Glossary of Water Quality and Pesticide Terms

walkway with flowersAs you read about pesticides, water quality, and use the decision-making toolbox and data portal, it is important that you understand the terms and acronyms referred to throughout the website. The following list will aid you in your understanding terms and acronyms commonly used in the environmental decision-making process in the Low Country, throughout the U.S., and at the international level.


  1. Ecology - The study of the relationships between all living organisms and the environment, especially the totality or pattern of interactions; a view that includes all plant and animal species and their unique contributions to a particular habitat.
  2. Ecosystem - The interacting synergism of all living organisms in a particular environment; every plant, insect, aquatic animal, bird, or land species that forms a complex web of interdependency. An action taken at any level in the food chain, use of a pesticide for example, has a potential domino effect on every other occupant of that system.
  3. Raw water - Intake water prior to any treatment or use
  4. Effluent - Wastewater discharged from a point source, such as a pipe.
  5. Receiving Waters - A river, lake, ocean, stream, or other body of water into which wastewater or treated effluent is discharged.
  6. Surface Water - All water naturally open to the atmosphere (rivers, lakes, reservoirs, ponds, streams, seas, estuaries) and all springs, wells, or other collectors directly influenced by surface water.
  7. Ground Water - Water found below the surface of the land, usually in porous rock formations. Ground water is the source of water found in wells and springs and is used frequently for drinking.

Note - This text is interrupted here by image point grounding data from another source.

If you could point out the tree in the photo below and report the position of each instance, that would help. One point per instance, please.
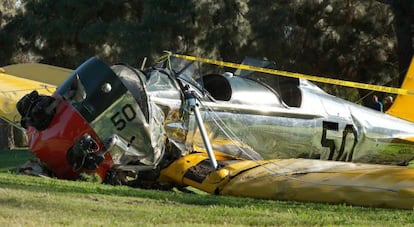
(7, 41)
(349, 40)
(404, 26)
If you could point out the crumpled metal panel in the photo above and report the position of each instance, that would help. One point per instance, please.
(303, 180)
(328, 182)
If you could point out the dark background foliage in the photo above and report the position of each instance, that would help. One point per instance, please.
(366, 41)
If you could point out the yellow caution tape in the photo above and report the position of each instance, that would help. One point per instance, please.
(379, 88)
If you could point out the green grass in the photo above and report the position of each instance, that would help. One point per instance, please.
(36, 201)
(10, 160)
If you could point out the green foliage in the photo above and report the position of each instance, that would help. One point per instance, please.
(350, 40)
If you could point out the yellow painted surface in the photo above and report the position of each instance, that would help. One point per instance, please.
(12, 89)
(403, 105)
(302, 180)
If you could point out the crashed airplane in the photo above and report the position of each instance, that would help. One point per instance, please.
(241, 134)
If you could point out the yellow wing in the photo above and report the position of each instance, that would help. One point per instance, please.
(20, 79)
(403, 104)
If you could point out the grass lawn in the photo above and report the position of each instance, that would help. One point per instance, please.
(36, 201)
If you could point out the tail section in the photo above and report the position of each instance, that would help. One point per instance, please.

  8. Pollution - Any substances in water, soil, or air that degrade the natural quality of the environment, offend the senses of sight, taste, or smell, or cause a health hazard. The usefulness of the natural resource is usually impaired by the presence of pollutants and contaminants.
  9. Point Source Pollution - A stationary location or fixed facility such as an industry or municipality that discharges pollutants into air or surface water through pipes, ditches, lagoons, wells, or stacks; a single identifiable source such as a ship or a mine.

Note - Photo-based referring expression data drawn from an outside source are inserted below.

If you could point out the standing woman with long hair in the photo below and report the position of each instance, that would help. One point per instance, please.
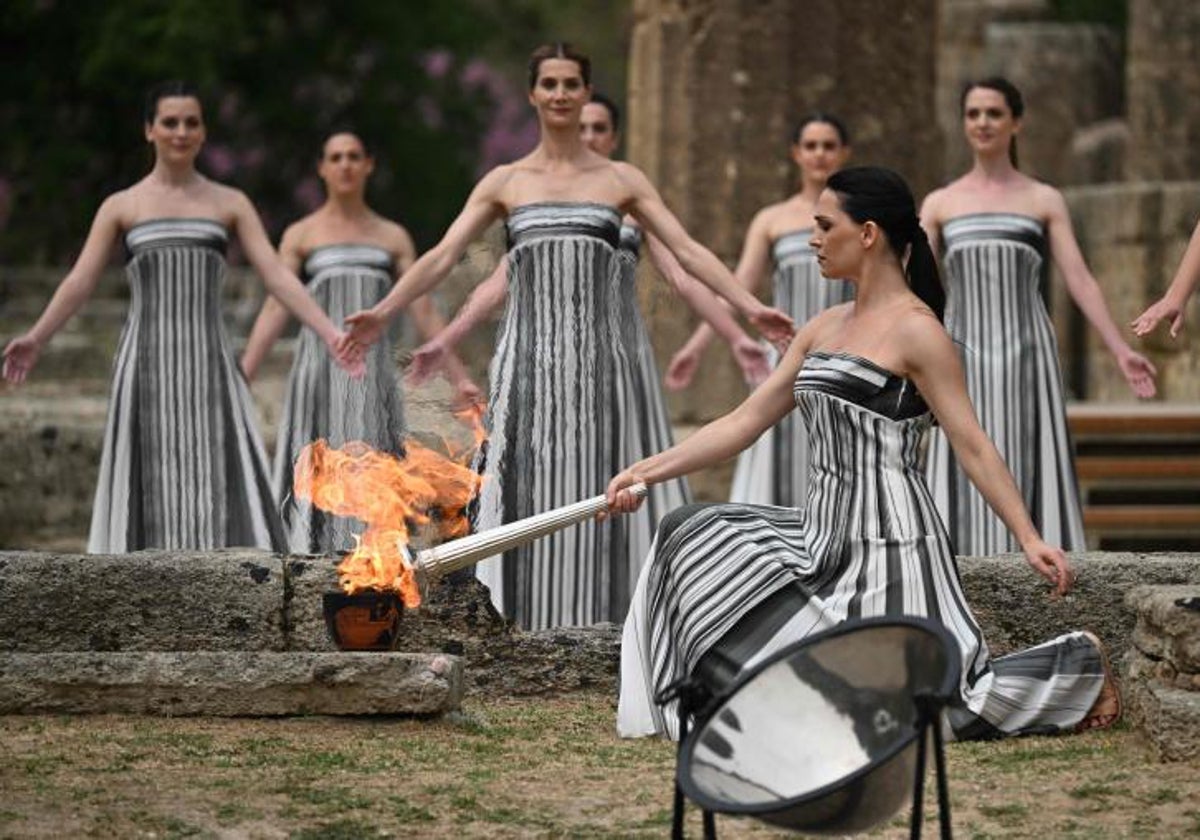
(349, 256)
(555, 414)
(600, 123)
(183, 465)
(996, 226)
(731, 583)
(774, 471)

  10. Nonpoint Source Pollution - Any source of pollution not associated with a distinct discharge point. Includes sources such as rainwater, runoff from agricultural lands, industrial sites, parking lots, and timber operations, as well as escaping gases from pipes and fittings.
  11. Sediment - Topsoil, sand, and minerals washed from the land into water, usually after rain or snow melt. Sediments collecting in rivers, reservoirs, and harbors can destroy fish and wildlife habitat and cloud the water so that sunlight cannot reach aquatic plants. Loss of topsoil from farming, mining, or building activities can be prevented through a variety of erosion-control techniques.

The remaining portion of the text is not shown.